Patrick Kennedy To Scott Brown: Stop Using My Dad To Defend Your Position On Contraception

Sen. Scott Brown (R-MA) is continuing to joust with Democrats on the Obama administration’s contraception mandates on health insurance — and not just with his Democratic opponent, former White House financial reform adviser Elizabeth Warren. The latest Dem to step up to challenge Brown on the issue, the Boston Herald reports: Former Rep. Patrick Kennedy (D-RI), son of the late Sen. Ted Kennedy whose old seat Brown won in the January 2010 special election. The younger Kennedy’s demand: Stop invoking my dad’s name.

Brown’s answer: Nope.

Brown is a sponsor of the bill put forward by Sen. Roy Blunt (R-MO), to excuse employers and insurance companies from mandates with which they differ on an issue of moral conviction. Warren has in turn charged that the Republican bill would provide a loophole for an employer to deny many different kinds of health care coverage. Brown has denied the accusation, and said that the proposal is needed in order to protect religious freedom.

And along the way, Brown has invoked the name of Ted Kennedy. And last week, he expanded that usage to a new radio ad.

“Like Ted Kennedy before me, I support a conscience exemption in health care for Catholics and other people of faith,” Brown says in the radio ad. I believe it’s possible to provide people with access to the health care they want, while at the same time protecting the rights of Americans to follow their religious beliefs. For me, the conscience exemption is a matter of fundamental fairness – and a right to be protected for all Americans, of every party and every faith.”

Key quote from Patrick Kennedy’s letter, in which he asked Brown to take down the ad, explaining that his father’s support of a conscience exemption was meant for doctors and other care providers — not for employers and insurance companies:

My father believed that health care providers should be allowed a conscience exemption from performing any service that conflicted with their faith.  That’s what was in his 1995 law and what he referenced to the Pope.  That is completely different than the broad language of the Blunt Amendment that will allow any employer, or even an insurance company, to use vague moral objections as an excuse to refuse to provide health care coverage.  My father never would have supported this extreme legislation.

You are entitled to your own opinions, of course, but I ask that, moving forward, you do not confuse my father’s positions with your own.  I appreciate the past respect you have expressed for his legacy, but misstating his positions is no way to honor his life’s work.

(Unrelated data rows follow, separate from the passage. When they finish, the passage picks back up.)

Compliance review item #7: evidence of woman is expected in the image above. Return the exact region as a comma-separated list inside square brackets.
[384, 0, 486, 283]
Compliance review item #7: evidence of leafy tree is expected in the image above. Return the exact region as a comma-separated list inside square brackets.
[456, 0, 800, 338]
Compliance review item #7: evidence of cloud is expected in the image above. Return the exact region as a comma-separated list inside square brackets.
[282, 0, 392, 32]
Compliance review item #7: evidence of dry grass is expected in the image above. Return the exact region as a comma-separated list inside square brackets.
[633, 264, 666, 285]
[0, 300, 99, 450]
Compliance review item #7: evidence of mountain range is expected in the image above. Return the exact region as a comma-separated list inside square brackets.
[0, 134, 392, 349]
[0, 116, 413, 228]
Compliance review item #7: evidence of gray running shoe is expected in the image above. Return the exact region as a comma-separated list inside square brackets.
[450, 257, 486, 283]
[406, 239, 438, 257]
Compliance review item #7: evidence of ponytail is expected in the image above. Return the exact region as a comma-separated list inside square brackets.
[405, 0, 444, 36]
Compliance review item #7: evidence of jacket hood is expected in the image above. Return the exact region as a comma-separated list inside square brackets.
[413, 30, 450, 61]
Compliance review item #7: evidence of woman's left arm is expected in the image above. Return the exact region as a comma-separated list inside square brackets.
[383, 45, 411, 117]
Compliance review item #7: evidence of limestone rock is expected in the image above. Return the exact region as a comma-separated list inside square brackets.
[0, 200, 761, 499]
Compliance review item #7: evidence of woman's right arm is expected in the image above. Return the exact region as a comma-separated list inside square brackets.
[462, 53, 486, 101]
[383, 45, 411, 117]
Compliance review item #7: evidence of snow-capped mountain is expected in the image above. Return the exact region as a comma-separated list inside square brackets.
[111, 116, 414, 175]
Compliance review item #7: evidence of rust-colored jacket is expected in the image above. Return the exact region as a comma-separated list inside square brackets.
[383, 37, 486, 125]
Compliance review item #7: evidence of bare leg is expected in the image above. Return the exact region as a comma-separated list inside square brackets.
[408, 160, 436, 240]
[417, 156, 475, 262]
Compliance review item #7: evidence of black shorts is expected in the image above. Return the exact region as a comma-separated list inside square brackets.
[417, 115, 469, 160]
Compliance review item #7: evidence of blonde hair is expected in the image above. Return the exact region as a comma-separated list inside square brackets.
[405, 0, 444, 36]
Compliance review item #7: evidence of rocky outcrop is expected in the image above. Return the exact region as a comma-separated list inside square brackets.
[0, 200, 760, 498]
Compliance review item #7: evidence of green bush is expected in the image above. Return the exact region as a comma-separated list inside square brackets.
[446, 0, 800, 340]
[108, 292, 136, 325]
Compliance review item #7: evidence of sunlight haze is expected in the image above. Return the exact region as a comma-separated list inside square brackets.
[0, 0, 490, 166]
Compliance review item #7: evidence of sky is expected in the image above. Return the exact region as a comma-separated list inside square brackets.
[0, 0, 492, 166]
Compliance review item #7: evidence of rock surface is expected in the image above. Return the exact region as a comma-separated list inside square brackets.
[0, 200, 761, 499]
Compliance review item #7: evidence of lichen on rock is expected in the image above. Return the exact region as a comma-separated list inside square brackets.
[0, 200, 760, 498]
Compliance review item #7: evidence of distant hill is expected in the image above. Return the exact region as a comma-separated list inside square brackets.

But Brown is standing by his ad. A key quote from Brown’s response letter:

When your father told the Pope in his 2009 letter that he supported a conscience exemption for Catholics in health care, he did not mean to put himself on the opposite side of the church or to suggest that he would force them to accept a situation with which they could not abide. And yet, that is exactly the situation we are faced with today — despite a failed attempt at compromise, the church remains opposed to the federal government’s intrusion into the affairs of private conscience. I’d like to think your dad would have been working with me to find an accommodation that all sides found satisfactory. One thing I know he would not do is demagogue the issue, or inflame passions against the church, as Elizabeth Warren has done. It is simply wrong to set one group of Americans against another over religion.